Matthew Walker on science: what the evidence says · JRE #1109
“It took Mother Nature's 3.6 million years to put this thing called and he's our sleep necessity in place and we've come along and within the space of a hundred years. We've lucked up almost 20% of that.”
What the evidence says
Matthew Walker asserted that sleep took 3.6 million years of evolution to develop and that modern society has reduced sleep duration by nearly 20% over the past century. Neither figure traces to a specific, citable dataset in the peer-reviewed evolutionary biology or sleep-epidemiology literature: the 3.6-million-year timeframe does not correspond to any commonly cited milestone in mammalian or primate sleep evolution research, and no widely accepted study quantifies a precise "almost 20%" reduction in average nightly sleep duration comparing circa-1920s populations to today.

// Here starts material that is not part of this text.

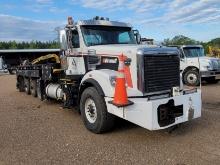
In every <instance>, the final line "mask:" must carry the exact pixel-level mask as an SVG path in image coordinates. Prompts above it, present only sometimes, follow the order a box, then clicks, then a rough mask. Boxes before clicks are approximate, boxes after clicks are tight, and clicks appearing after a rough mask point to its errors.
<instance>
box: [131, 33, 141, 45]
mask: <svg viewBox="0 0 220 165" xmlns="http://www.w3.org/2000/svg"><path fill="white" fill-rule="evenodd" d="M133 32H134V36H135V38H136V41H137V44H141V35H140V33H139V31H138V30H133Z"/></svg>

What is well documented is that insufficient sleep is a widespread and actively tracked public health problem in modern populations, with U.S. federal health agencies monitoring short sleep duration across age groups as a chronic disease risk factor. However, historical sleep-duration comparisons spanning a full century rely on sparse and inconsistent early survey data, making a precise percentage comparison across that timespan difficult to verify with the rigor the claim implies. The claim's general direction, that industrialized society sleeps less than it once did, is broadly consistent with expert consensus, but the specific numbers cited appear to be rhetorical approximations rather than figures traceable to a specific verifiable source.